A CONVERSATION
WITH MY GRANDMOTHERおばあちゃん


As your eyebrows眉毛 furrow in maternal
concern, my palms begin to dampen.汗が出てきた。

Spilling over and dribbling垂れる down my chin,
the colloquialisms of a language I once felt
so intimately close to seep out of my system.

I feel as though I have lost the voice話し方が変わった of a local, my
tongue tinged blue in mourning of a language
I wear so proudly on my skin, and yet ...

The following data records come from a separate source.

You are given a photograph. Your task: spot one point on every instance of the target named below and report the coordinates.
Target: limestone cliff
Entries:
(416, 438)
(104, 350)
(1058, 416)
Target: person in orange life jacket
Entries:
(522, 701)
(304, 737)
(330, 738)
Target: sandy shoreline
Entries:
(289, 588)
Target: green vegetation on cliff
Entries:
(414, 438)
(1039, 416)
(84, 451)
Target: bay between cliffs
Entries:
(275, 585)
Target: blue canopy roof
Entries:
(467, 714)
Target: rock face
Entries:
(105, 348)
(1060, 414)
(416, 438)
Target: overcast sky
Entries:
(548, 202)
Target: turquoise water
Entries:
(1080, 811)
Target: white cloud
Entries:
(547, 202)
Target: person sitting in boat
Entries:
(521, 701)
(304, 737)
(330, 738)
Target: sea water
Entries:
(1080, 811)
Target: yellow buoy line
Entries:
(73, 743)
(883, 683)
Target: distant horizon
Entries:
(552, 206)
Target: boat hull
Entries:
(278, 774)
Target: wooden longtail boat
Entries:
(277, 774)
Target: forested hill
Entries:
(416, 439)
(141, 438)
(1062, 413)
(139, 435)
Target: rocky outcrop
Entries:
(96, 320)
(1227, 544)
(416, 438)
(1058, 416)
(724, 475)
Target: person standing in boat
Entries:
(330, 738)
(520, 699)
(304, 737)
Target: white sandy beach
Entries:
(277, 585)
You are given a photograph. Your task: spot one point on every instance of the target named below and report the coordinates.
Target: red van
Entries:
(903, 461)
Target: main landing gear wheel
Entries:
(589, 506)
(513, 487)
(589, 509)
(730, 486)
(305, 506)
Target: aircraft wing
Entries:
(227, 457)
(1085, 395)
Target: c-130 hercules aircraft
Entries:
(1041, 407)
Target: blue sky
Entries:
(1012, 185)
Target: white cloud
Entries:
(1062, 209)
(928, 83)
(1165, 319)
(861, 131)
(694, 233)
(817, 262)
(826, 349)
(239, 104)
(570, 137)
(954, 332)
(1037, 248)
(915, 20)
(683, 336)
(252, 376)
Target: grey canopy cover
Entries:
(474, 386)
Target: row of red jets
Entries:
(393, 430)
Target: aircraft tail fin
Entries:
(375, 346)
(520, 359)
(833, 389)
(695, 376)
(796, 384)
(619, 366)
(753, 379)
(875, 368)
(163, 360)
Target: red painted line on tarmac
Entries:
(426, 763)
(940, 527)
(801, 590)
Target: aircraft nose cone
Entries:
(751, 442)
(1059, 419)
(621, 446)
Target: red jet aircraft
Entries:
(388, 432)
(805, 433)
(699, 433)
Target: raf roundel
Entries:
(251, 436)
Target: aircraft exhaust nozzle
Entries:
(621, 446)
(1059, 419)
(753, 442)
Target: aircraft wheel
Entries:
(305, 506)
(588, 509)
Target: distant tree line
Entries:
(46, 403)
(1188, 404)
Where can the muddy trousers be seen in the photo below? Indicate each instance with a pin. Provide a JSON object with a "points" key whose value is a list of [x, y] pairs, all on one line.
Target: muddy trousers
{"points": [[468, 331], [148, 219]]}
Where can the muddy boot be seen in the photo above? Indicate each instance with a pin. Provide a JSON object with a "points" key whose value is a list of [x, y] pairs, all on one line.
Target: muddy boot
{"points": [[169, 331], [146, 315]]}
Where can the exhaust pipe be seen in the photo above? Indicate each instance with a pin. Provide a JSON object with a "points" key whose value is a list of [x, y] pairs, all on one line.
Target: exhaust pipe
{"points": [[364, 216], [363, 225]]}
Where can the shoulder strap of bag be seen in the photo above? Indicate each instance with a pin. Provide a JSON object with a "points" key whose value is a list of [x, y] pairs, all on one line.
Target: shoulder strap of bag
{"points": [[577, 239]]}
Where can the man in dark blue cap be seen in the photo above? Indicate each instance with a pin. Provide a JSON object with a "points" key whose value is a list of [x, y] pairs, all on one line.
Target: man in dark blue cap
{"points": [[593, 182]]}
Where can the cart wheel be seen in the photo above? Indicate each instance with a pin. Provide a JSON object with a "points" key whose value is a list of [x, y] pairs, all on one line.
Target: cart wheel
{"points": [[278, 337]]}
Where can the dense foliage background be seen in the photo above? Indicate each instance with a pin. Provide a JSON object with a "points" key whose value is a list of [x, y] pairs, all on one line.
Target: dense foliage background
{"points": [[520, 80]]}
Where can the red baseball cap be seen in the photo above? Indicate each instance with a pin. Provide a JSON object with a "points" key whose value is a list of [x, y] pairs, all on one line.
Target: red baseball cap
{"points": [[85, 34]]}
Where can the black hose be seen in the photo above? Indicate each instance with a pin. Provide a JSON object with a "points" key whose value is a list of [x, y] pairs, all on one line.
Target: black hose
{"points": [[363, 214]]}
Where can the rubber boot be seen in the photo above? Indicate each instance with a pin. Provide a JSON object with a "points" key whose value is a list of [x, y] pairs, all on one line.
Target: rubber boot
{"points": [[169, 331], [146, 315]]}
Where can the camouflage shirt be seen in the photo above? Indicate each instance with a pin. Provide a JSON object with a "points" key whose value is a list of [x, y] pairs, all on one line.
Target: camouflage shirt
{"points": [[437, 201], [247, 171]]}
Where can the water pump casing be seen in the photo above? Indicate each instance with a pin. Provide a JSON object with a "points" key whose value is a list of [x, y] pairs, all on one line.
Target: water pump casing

As the sky saddened from purple to grey,むらさきからはい色
we entered a game of linguistics, each
one of us attempting to decryptかいけつ what
the other was saying until, finally,
we reached a mutual understanding.



Even though I now find myself lost迷子 in
this semantic labryinth迷路, you and I
both know this wasn't always the case.

Indeed, I once spoke your tongue with
such ease that I coaxed sounds that could
convince a native,地元の人 embellished with idiomatic
exclamations.

Yet as I feel the stare of curious strangers他人 lock onto me, time after time again,
like a thick gauze of sound reverberating within the corners of my skull,
one overwhelming reminderなやみ rings in my head:

YOU MAY FEEL LIKE YOU BELONG
- BUT CAN YOU TRULY BELONG IF
THE PEOPLE WITHIN YOUR
COMMUNITY DO NOT RECOGNISE
YOU AS ONE OF THEM?

If this isn’t it, then there is no place for me. The East has irreversibly
woven itself into the fabric手触り of my identity, its faces more heavily
involved, its language feeding more into the vivid and robust texture
of my life.

My skinはだ relays an incompatible message; but
I only feel comfortable, at home,心地より when with you.